Durante um ano, Walter teve um quarto no Hotel do Norte, na estância termal de Fonte da Moura. Dormiu ali a partir dos últimos meses de 1975, numa cama de ferro dourada com duas mesinhas de cabeceira elegantes. Numa delas arrumava-se um bacio em cerâmica e a um canto do quarto havia um lavatório no mesmo material, sobre uma rebuscada armação em ferro forjado. O crucifixo e os dois ou três calendários com mulheres nuas, cujas marcas na parede se podiam adivinhar anos mais tarde, foram contributos seus para a decoração. Não pensava no erotismo e na religião como opostos: desejava do mesmo modo inofensivo a vida eterna e a satisfação do corpo.

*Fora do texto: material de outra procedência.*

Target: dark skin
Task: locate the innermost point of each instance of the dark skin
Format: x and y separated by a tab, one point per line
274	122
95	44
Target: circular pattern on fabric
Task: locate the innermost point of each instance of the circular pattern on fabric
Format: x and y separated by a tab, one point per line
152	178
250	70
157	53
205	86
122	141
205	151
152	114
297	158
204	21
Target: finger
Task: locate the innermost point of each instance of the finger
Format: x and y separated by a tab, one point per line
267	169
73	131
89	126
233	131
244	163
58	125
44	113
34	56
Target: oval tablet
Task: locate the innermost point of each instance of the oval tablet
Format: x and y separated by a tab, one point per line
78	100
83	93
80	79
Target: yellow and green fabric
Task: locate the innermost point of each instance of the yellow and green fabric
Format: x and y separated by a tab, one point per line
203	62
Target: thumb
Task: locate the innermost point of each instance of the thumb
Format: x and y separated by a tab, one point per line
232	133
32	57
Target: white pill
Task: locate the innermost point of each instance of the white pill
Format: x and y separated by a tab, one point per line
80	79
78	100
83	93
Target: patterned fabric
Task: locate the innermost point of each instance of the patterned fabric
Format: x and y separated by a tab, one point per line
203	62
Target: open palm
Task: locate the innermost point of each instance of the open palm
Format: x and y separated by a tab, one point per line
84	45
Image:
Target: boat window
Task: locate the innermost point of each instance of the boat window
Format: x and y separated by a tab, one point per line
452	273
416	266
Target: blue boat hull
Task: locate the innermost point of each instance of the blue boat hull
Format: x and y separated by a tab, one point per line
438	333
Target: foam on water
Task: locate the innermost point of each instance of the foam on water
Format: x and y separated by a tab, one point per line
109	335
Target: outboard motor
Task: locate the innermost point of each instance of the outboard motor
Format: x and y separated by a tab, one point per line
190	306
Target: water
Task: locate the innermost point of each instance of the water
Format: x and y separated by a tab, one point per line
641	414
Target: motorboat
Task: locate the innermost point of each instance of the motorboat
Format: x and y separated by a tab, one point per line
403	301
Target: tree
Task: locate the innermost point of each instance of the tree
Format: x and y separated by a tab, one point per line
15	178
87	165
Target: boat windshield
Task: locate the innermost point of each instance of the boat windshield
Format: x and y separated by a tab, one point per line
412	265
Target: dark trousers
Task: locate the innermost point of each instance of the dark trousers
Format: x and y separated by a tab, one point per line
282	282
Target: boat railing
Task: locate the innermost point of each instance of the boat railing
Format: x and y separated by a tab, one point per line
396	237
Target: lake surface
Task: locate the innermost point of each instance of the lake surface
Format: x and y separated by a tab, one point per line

Os fantasmas que o visitavam no quarto vinham todos dos anos trinta e quarenta do século xx, de quando o termalismo mobilizava as boas famílias para verões de água e ócio. Foi ele que lhes abriu a porta depois de numa das deambulações pelo hotel encontrar um conjunto de álbuns fotográficos que folheou na varanda do segundo piso, contra a brisa do Outono que se aproximava. Os álbuns eram habitados por cavalheiros distintos, de fato e chapéu, com feições escuras e rudes, e por damas de vestidos compridos, tão feias quanto os seus esposos.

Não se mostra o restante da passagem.